Ah thanks, I never thought about the safety side of it! And I never see the owners and have no idea who they are, so I can't check with them.

I'll stick to just saying hello then


----------



## jenny22 (Feb 13, 2011)

safer certainly someone around my know the owners, its worth asking

jenn


----------



## Starlight Express (Feb 25, 2011)

I used to have a real problem with passers by feeding our horses whilst they were out grazing. I'm sorry I'm one owner that would not be pleased if you were feeding my horses!

If you think your being nice giving them a treat your wrong. Giving treats by hand to some horses can cause problems with nipping and biting and expecting anyone that approches them to have treats. One treat may be alright but if you concider other passers by doing the same, can you imagine the extra amount of food being given, on top of the feed given by the owner. Over feeding can cause serious health problems. 

My horses are on a paddock with little grass partly because they are a tad overweight, people asume that either they are not being cared for or feel sorry for them and treat them.
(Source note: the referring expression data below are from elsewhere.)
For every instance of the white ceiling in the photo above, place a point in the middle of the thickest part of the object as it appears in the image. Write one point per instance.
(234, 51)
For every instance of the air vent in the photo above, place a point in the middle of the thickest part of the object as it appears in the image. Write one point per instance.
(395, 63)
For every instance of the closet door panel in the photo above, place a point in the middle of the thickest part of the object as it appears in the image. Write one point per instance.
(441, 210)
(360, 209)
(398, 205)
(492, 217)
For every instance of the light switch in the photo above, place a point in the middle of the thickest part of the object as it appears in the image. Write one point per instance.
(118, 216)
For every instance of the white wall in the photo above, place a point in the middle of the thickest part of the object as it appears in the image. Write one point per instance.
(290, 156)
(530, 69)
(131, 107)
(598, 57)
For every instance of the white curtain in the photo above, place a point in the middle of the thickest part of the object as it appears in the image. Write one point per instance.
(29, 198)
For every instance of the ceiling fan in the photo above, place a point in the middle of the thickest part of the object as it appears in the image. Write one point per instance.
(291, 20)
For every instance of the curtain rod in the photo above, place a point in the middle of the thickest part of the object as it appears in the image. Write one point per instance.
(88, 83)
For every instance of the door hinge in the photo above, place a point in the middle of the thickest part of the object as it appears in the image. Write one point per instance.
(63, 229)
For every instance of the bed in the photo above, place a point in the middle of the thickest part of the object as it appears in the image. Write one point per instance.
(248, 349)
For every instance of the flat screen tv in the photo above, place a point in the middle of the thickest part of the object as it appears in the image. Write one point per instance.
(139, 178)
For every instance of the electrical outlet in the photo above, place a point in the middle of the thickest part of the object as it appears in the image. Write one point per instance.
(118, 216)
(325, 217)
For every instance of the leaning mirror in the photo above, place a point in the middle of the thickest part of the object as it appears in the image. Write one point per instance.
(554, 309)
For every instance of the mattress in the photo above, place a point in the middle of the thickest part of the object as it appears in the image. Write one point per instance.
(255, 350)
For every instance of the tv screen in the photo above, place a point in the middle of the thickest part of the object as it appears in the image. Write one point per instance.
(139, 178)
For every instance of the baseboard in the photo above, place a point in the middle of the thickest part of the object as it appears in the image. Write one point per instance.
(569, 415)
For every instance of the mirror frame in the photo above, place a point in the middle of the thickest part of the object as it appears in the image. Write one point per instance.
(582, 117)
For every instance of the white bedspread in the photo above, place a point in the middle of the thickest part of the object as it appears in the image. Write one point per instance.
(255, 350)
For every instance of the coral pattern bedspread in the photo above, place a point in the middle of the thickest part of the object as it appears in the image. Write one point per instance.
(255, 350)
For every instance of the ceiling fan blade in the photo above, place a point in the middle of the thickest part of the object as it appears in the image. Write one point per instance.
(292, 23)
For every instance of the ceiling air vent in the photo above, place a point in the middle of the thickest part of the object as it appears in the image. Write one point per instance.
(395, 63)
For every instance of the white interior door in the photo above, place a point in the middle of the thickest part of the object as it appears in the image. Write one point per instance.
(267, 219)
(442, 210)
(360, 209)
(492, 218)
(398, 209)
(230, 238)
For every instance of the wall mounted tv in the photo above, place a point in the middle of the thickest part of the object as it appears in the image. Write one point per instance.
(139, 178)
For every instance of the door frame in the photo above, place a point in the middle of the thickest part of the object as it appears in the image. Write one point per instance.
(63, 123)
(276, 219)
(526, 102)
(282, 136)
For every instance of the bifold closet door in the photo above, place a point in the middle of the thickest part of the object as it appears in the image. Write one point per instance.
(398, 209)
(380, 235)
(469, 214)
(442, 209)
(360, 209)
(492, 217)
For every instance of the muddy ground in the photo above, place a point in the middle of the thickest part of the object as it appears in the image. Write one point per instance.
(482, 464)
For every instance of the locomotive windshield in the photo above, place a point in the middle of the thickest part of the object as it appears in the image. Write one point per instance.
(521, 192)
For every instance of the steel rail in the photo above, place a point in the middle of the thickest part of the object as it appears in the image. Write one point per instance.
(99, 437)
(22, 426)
WRONG! They are on a diet for a reason, for their own benefit. They are both happy and healthy. 

I would certainly seek out the owner for there permission before you treat.


----------



## blackdiamond (Feb 5, 2011)

I would never feed anybody horses treats at all unless i had the owners persmission.
There maybe reasons why horses can't be fed treats bo thers so the safest thing is just to ask the owner/s if you see them out walking.

XxX


----------



## cinnamontoast (Oct 24, 2010)

A horse at my yard is laminitic and allergic to carrots. to me, it equates to feeding a random dog sausages, just not to be done.


----------